Though the mighty risks of artificial intelligence can’t be understated, Neuralink implant’s most important achievement beyond medical applications would be “some kind of AI symbiosis where you have an AI extension of yourself.”
This practically would mean having small-smart devices that electronically stimulate nerves and brain areas to treat hearing loss and Parkinson’s disease have been implanted in humans for decades.
Brain implant trials have also been conducted with a small number of people who have lost control of bodily functions due to spiral cord injuries or neurological conditions like strokes.
“An implantable device can actually solve these problems,” Musk said on a webcast Friday, mentioning ailments such as memory loss, hearing loss, depression and insomnia.
Musk did not provide a timeline for those treatments, appearing to retreat from earlier statements that human trials would begin by the end of this year. Neuralink’s first clinical trials with a small number of human patients would be aimed at treating paralysis or paraplegia, the company’s head surgeon Dr. Matthew MacDougall said.
For the Friday Neuralink webcast, Musk presented what he described as the “three little pigs demo.”
Gertrude, the pig with a Neuralink implant in the part of its brain that controls the snout, required some coaxing by Musk to appear on camera, but eventually began eating off of a stool and sniffing straw, triggering spikes on a graph tracking the animal’s neural activity.

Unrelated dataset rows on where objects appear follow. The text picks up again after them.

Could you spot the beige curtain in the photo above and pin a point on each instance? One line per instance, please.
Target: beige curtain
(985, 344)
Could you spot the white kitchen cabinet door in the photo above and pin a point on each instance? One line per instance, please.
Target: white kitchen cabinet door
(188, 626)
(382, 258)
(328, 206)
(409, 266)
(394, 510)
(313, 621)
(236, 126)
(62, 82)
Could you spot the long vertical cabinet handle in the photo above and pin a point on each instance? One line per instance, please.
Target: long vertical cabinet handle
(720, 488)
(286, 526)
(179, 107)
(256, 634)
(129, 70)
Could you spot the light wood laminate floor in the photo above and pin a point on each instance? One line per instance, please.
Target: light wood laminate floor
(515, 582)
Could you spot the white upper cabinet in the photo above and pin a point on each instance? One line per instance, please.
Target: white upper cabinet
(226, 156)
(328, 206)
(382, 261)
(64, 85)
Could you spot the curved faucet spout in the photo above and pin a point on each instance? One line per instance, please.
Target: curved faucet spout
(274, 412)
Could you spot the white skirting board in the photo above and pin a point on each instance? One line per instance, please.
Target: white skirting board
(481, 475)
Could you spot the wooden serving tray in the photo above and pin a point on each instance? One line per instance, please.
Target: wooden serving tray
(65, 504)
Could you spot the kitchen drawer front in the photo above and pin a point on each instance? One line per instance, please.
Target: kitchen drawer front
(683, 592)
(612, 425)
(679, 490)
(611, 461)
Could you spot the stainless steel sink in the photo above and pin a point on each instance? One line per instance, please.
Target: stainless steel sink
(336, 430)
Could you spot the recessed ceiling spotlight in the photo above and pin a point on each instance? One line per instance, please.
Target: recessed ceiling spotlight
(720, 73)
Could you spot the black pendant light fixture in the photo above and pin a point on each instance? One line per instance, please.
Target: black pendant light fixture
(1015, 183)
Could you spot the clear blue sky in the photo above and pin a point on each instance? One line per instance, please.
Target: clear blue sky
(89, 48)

Musk said the company had three pigs each implanted with the chip for the past couple months, and also revealed a pig that previously had an implant. They were “healthy, happy and indistinguishable from a normal pig,” Musk said. Musk said the company predicted a pig’s limb movement during a treadmill run at “high accuracy” using implant data.
Furthermore, the Neuralink’s chip, is roughly 23 millimeters (0.9 inch) in diameter which Musk described as “a Fitbit in your skull with tiny wires” making it relatively minute in size.
“I could have a Neuralink right now and you wouldn’t know,” Musk said. “… Maybe I do.”
We hope you don’t for now though Mr Musk!
Stanford University neuroscientist Sergey Stavisky said the company had made substantial and impressive progress since an initial demonstration of an earlier chip in July 2019.
“Going from that to the fully implanted system in several pigs they showed is impressive and, I think, really highlights the strengths of having a large multidisciplinary team focused on this problem,” Stavisky said.
Neuralink’s chip could also improve the understanding of neurological diseases by reading brain waves, one of the company’s scientists said during the presentation.
Though some researchers however opined longer studies would be required to determine the longevity and lifespan of the device.
Also, Startups such as Kernel, Paradromics and NeuroPace are trying to exploit advancements in material, wireless and signaling technology to create devices similar to Neuralink making it really a race in time to create an actual feasible device.
Though another question which albeit could be on the lips of users will be about personalization of data. We are not envisaging a Google Ad kind of scenario here, but with the extent user data is been mined and misused, you can only prepare for the worst nowadays.